Geek Cool:

Supercomputing for the masses?

Even discounting the marketing hype and recognizing the multithreading being implemented by both AMD and Intel in their latest, highest performing microprocessors, a new architecture in development by IBM, Toshiba, and Sony may be the next wave in adding "thinking power" to everything. From EE Times:

The eagerly anticipated Cell processor from IBM, Toshiba and Sony leverages a multicore 64-bit Power architecture with an embedded streaming processor, high-speed I/O, SRAM and dynamic multiplier in an effort, the partners hope, to revolutionize distributed computing architectures.

Although the technical aspects of the design, which has been in the works for nearly four years, are tightly held, details are emerging in excerpts from papers to be released today for the 2005 International Solid-State Circuits Conference, as well as in patent filings.

The highly integrated Cell device has been billed as a beefy engine for Sony's Playstation 3, due to be demonstrated in May. But the architecture also addresses many other applications, including set-top boxes and mobile communications. Workstations fitted with the Cell architecture — a $2 billion endeavor — are already in the hands of game developers.

Five ISSCC papers from members of the 400-strong Cell processor team (see related story, "Best Development Teams," page 64) open peepholes onto a highly modular and hierarchical first-generation device implemented in 90-nanometer silicon-on-insulator (SOI) technology.

At root, the Cell architecture rests on two concepts: the "apulet," a bundle comprising a data object and the code necessary to perform an action upon it; and the "processing element," a hierarchical bundle of control and streaming processor resources that can execute any apulet at any time.

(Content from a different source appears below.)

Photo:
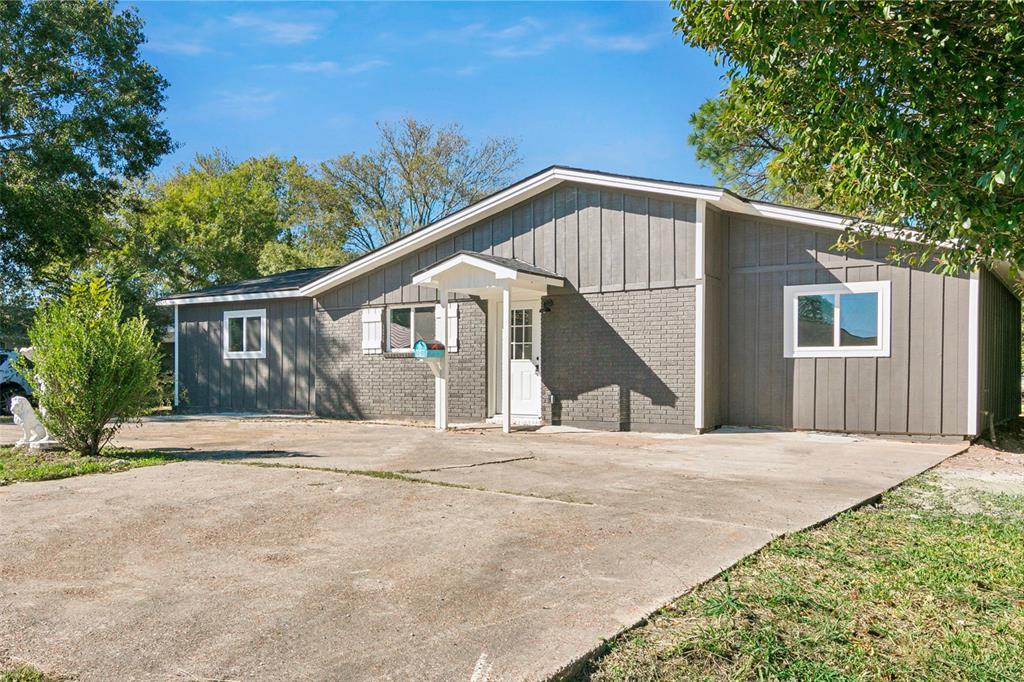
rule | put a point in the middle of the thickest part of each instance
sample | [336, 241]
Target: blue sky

The apulets appear to be completely portable among the processing elements in a system, so that tasks can be doled out dynamically by assigning a waiting apulet to an available processing element. Scalability can be achieved by adding processing elements.

These ideas are not easily achieved. According to data from Paul Zimmons, a PhD graduate in computer science from the University of North Carolina at Chapel Hill, they require a highly intelligent way of dividing memory into protected regions called "bricks," careful attention to memory bandwidth and local storage, and massive bandwidth between processing elements — even those lying on separate chips.

At the top level, the architecture appears to be a pool of "cells," or clusters of perhaps four identical processing elements. All of the cells in a system — or for that matter, a network of systems — are apparently peers. According to one of the ISSCC papers on the Cell design, a single chip implements a single processing element. The initial chips are being built in 90nm SOI technology, with 65nm devices reportedly sampling.

I'm not sure I see how this is significantly different from the standard parallel processing that has been the rage in supercomputing in the past few years, other than in this case the data to be processed and the code to process it appear to be grouped together into packets. Regardless, the parallel aspect of this architecture should allow even faster processing for higher resolution graphics and other processing intensive applications such as game-physics (Sony apparently plans this technology for use in their next generation PlayStation), control systems for car engines, active feedback applications (for example, using microphones to "hear" music and then compensate for inadequate speakers and room configuration to deliver perfect surround sound), more detailed medical imaging with instant analysis and comparison with historical data, and many other applications that do not immediately spring to my tired mind.

Incidentally, the research I do is directed towards the 45nm and beyond technology (for a company that is none of the those listed here), which is the follow-up to the 65nm technology mentioned above.